7 Kommentare zu “Wenn der Papst mit dem Bus fährt

  1. Kosinsky sagt:

    Ist die Satire gegen übertriebene „Hilfe, ich fühle mich beleidigt“ oder hysterisches „Belästigung!“ gerichtet? Der Papst sieht hier nämlich ganz gemütlich und friedlich aus.

    • derautor sagt:

      Wenn dir jemand im Bus sagt, dass er Gott auf der Erde repräsentiert – rückst du dann näher zu ihm hin oder weiter von ihm weg?

      • Kosinsky sagt:

        Wenn er/sie lustig ist, dann rede ich mit „Gottes rechter Hand“. 😉 Man sollte keine übertriebenen Berührungsängste haben. Jeder hat so seine Macken und Hobbies. Solange er/sie nicht Vertretungsansprüche für mich erhebt, kann das doch ein interessanter Typ sein.
        Ich verstehe schon, auf was der Cartoon hinaus will. Man könnte dem Papst ja auch Hybris/Größenwahn unterstellen. Aber belästigend siehts für mich nun eben auch nicht aus.

      • pufaxx sagt:

        „Man könnte dem Papst ja auch Hybris/Größenwahn unterstellen“ – Das ist eher eine Diagnose.

  2. Epicurus sagt:

    Aber liebe Kollegen: Da schlägt einem ja wieder die völlige Unkenntnis des Zeichners bezüglich kirchenrechtlicher Fragen hart ins Gesicht. Im Bus ist der Papst natürlich nicht unfehlbar !

    Die Unfehlbarkeit wurde auf dem ersten vatikanischen Konzil 1870 als Dogma beschlossen. Falls sich jemand aufregt: Darüber wurde nach heftiger Diskussion fein demokratisch abgestimmt. Komisch eigentlich: Man hätte ja eher so etwas wie ein göttliches Zeichen statt Stimmzettel erwartet.

    Eine Aussage des Papstes ist aber nur dann unfehlbar, wenn er diese 1. klar als glaubensnotwendiges Dogma bezeichnet und 2. ex cathedra spricht, also vom römischen Bischofssitz aus. Is also nix mit Bus !!!

    Der Fairness halber muß man sagen, dass nur ein einziges Mal dieses Dogma der Unfehlbarkeit in Anspruch genommen wurde (wer von Euch wäre so zurückhaltend): 1950 hat Papst Pius XII nach fast 2000 Jahren gemerkt, dass Maria leiblich in den Himmel aufgefahren ist und flugs die apostolische Konstitution Munificentissimus Deus verfasst. Maria musste also nicht wie wir anderen bis zum Tag des jüngsten Gerichts warten, damit ihr Körper von den Toten auferweckt wird, sondern durfte das himmlisches Haus schon mal alleine beziehen (bestimmt ganz schön einsam).

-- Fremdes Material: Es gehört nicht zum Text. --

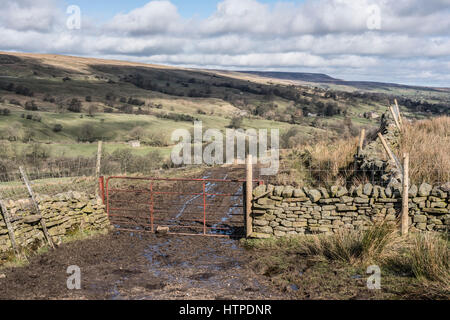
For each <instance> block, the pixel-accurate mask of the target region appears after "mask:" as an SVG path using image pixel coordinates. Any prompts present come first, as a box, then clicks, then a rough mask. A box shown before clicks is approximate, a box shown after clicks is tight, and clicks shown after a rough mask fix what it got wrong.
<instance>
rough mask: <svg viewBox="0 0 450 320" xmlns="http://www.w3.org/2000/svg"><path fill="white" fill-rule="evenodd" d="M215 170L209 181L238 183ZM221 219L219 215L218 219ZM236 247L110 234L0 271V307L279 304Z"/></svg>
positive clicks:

    Da sie leiblich und nicht nur geistig aufgenommen wurde, kann man auch keine sterblichen Überreste von ihr finden (so viel Logik hat der weihrauchumnebelte Verstand dann doch noch zusammen gebracht). Und was habt Ihr davon? Je nachdem wo Ihr wohnt, dürft Ihr am 15.8. einen Tag frei nehmen: Maria Himmelfahrt.

    Das erste vatikanische Konzil, auf dem die Unfehlbarkeit beschlossen wurde, endete übrigens damit, dass die Franzosen als Schutzmacht des Kirchenstaats abrückten, weil sie ihre Leute leider brauchten, um sich mit den Preußen zu kloppen. Prompt nutzen unsere italienischen Freunde die Gunst der Stunde, besetzen den Kirchenstaat und lösten ihn auf. Ein Jahr später verlegten sie die Hauptstadt Italiens von Florenz nach Rom (da passen ja auch mehr Touri’s rein).

    Damit war es erstmals zu Ende mit der weltlichen Herrschaft des Papstes nach mehr als 1000 Jahren mit echten pippinischen und gefälschten konstantinischen Schenkungen. 60 Jahre sass der Papst nun schmollend im Vatikan, bis ein freundlicher junger Mann mit fester Stimme kam und ihm 1929 einen Deal vorschlug: Die Lateranverträge des Faschisten Benito Mussolini. Neben einem Batzen Geld gabs für die Kirche dann wieder einen eigenen Staat der sich bis heute in aller Frische gehalten hat.

    Und weil das mit dem einen Faschisten so prima geklappt hat, wurde dann gleich noch ein hoffnungsvoller Nachwuchspolitiker mit einem Vertrag bedacht: Herr Hitler erhielt 1933 seinen Vertrag, der übrigens heute immer noch gültig ist. Freundlicherweise hat uns die katholische Kirche nur einmal daran erinnert, als sie 1955 das Land Niedersachsen vor Gericht zerrte um ihm klarzumachen, dass sein neues Schulgesetz gegen den Nazivertrag verstiess.

    … bin ich jetzt irgendwie vom Thema abgekommen ??? 🙂

  3. Stefan sagt:

    „… bin ich jetzt irgendwie vom Thema abgekommen ???“ Ja, aber wenigstens ist Deine Abschweifung sehr interessant!

  4. Der mit dem Glauben tanzt sagt:

    Diese blöden Verträge mit Hitler gehören sowieso abgeschafft. Ist schonmal jemand (außer Niedersachsen 1955) vor Gericht gegangen oder gekommen deswegen?